ผู้เขียน: Mer Vindas
last update วันที่เผยแพร่: 2022-08-16 08:29:08

Sandro se despertó en horas de la tarde, estaba un tanto desubicado por el cambio de horario y cansado del viaje.

Bajó en busca de Franco, su hermano, pero éste se fue de casa una hora antes de él despertar, fue en busca de su madre y la saludó con un fuerte abrazo, buscó a su padre que estaba sentado leyendo el periódico del día e hiso lo mismo con él.

—Te has despertado al fin, ¿cómo estás? —mencionó su padre mirando el periódico.

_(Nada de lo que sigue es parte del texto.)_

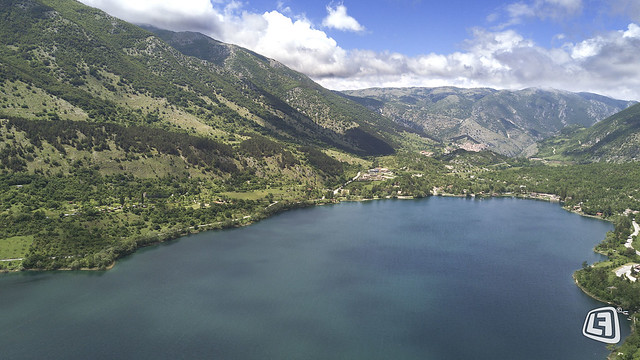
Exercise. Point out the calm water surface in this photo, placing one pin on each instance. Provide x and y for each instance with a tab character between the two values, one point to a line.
438	278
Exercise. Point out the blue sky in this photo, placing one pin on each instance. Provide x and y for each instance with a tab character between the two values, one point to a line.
574	45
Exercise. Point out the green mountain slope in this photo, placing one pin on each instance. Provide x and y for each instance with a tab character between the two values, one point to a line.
61	59
508	122
615	139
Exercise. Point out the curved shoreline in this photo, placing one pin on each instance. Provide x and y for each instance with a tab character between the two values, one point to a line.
172	234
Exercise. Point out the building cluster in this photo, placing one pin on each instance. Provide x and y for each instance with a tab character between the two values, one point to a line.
376	174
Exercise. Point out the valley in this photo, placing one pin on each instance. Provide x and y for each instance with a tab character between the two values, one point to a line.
114	137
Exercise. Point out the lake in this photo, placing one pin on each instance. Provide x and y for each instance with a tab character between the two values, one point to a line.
436	278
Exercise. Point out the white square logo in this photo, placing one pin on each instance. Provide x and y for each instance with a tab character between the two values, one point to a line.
602	325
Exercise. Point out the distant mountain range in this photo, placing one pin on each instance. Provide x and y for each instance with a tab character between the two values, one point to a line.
615	139
59	58
505	121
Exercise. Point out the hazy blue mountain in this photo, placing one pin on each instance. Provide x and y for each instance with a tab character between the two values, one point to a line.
505	121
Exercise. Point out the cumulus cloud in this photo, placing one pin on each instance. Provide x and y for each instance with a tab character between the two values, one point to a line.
606	63
337	18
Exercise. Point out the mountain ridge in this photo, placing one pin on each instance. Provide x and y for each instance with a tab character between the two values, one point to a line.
509	122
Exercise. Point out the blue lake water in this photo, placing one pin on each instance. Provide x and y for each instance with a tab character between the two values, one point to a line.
437	278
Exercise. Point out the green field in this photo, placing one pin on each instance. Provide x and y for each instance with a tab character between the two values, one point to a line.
15	247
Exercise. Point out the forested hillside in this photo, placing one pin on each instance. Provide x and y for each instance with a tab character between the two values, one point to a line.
615	139
61	59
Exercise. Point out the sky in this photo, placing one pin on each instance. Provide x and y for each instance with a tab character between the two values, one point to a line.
573	45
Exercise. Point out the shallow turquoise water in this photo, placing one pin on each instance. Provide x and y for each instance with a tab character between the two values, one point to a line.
437	278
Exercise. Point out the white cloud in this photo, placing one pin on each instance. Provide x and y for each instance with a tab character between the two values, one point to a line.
519	12
337	18
607	63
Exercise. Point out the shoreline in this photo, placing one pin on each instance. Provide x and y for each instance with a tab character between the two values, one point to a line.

Tanto Franco como Sandro se habían acostumbrado a la relación de sus padres, entre ellos, amor no había, pero eran grandes amigos y eso hacía que la relación fuera muy llevadera.

—Bastante bien padre, he descansado lo suficiente, aunque no dejo de tener sueño, espero que pronto me adapte al horario y al ambiente de San Francisco, son muchos años fuera de casa.

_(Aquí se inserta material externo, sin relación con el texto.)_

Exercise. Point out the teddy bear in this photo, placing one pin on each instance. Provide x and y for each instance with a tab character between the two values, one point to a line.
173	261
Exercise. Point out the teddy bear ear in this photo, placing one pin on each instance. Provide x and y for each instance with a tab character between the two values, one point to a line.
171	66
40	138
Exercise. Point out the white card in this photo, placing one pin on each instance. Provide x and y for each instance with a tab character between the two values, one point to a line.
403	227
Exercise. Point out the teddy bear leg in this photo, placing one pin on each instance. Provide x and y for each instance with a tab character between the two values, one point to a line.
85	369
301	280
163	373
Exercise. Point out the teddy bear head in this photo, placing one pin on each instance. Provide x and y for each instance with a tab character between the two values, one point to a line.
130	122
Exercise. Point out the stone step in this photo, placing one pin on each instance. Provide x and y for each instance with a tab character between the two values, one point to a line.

—Claro, tu cuerpo tiene que procesar la información, pero hablando de información, hay algo de lo que tengo que hablarte hijo y es de suma importancia —se acomodó en su asiento, dejó el periódico que estaba leyendo de lado y poniendo una voz sería para comenzar la charla.

Sandro tiró su cuerpo hacia atrás dando con el respaldar del sofá, esperando a ver qué era eso tan importante que tenía que decirle.

—Ten, esto es para ti, todo esto es tuyo hijo.

Tomó el sobre en sus manos y sacó cada una de las hojas que había dentro, miró el contrato que había allí y algunas cuentas bancarias, así como el testamento de su padre, que había sido heredado cuando se casó con su madre, Renata.

—¿Esto es en serio papá?

—Tienes que casarte.

La forma en que su padre lo dijo, lo hizo reír como si de una broma o chiste se tratase, pero al ver a su padre serio, frunciendo el ceño y supo que no era ninguna broma.

—¿Porqué tan rápido padre?, hemos hablado de esto en muchas ocasiones, no quiero casarme, no quiero lidiar con una persona que ni siquiera conozco, simplemente no quiero hacerlo padre, además no tengo a alguna mujer en mente.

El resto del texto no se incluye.